At night while lying in bed I could feel the phantom undertow of the ocean: pull and release, pull and release, pull and release.

We would sleep with the windows open and listen to the ocean crash in the distance never knowing if the sea would be calm or rough the next morning and never understanding or questioning why.  It simply was.  My brothers and I would wake early, eat our breakfast as quickly as possible, wait the obligatory thirty minutes mandated by my mother and then run down the boardwalk from our rental beach house and through the still cool powdery sand.

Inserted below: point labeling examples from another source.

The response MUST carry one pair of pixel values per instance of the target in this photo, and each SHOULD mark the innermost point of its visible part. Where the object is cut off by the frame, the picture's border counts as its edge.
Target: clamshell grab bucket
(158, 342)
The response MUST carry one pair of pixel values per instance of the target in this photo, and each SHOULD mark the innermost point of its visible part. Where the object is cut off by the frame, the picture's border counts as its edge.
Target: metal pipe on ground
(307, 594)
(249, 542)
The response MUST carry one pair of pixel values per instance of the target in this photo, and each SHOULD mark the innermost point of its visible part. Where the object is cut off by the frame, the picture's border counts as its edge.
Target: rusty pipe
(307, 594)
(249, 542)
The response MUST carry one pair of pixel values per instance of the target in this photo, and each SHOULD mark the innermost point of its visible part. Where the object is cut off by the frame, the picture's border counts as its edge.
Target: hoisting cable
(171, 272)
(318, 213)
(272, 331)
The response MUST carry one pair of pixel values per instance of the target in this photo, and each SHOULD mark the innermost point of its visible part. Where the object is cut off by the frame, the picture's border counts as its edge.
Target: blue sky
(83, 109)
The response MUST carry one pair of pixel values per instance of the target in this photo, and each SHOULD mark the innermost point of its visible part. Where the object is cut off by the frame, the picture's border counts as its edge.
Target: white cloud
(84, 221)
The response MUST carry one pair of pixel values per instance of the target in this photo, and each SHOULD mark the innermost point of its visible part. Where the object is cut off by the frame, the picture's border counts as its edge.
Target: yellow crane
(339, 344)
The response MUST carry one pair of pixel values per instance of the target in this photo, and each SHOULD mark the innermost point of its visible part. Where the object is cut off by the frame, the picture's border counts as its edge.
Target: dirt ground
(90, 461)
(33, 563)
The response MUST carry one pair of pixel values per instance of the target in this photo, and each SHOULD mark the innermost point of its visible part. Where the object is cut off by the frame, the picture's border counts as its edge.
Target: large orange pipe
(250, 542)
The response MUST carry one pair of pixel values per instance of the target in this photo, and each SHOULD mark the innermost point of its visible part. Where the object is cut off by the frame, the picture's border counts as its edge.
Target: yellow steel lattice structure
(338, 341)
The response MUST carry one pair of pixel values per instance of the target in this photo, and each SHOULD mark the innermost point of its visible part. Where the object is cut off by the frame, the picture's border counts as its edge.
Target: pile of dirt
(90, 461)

Hesitating for a moment, one of us would then take the lead and run headlong into the cold water and the rest would follow.  We would float in the sea like bell buoys occasionally shouting out “This one looks like a good one!” and quickly paddle either towards or away from the wave. If it turned out to be promising we would turn towards shore and swim to catch the swell and ride on top of it, millions of tiny air bubbles fizzing around us.   The excitement of the ride was tempered by the realization that a wave could suddenly become too strong and plunge us underwater rolling us head over heels along the sandy bottom and causing us to inhale the burning salty water through our noses.  And so as a child, I became the ocean’s flotsam and jetsam for a week every summer on the outer banks of North Carolina.
One of the last visits to the beach with my father stretched from one week to two.  His intent was to shield us from the wave of publicity back home surrounding his disbarment as an attorney.  Just as I could not see the wave behind the current one, I did not see the financial ruin of our family on the horizon and my father’s name splashed across the newspapers.
I did not know or understand the science of waves as a child.  That a disturbance created by the air brushing against the water from as far away as one thousand miles could create a wave that I could not see until it threatened to topple me.
When I became a father I tried to teach my girls how to ride the waves. When they were little, I would pick them up and hold them close as we ventured into the water.  They trusted me then, as I used to trust my father to never let go.
But a wave is circular.  It wants to return and if you are not prepared the undertow created can pull your feet from under you and with your arms so full it can be impossible to maintain your balance.
My beautiful daughters are college age now and looking down from the crest of a wave in the same ocean I see that they have survived; best to stop pulling them towards me now and learn how to release.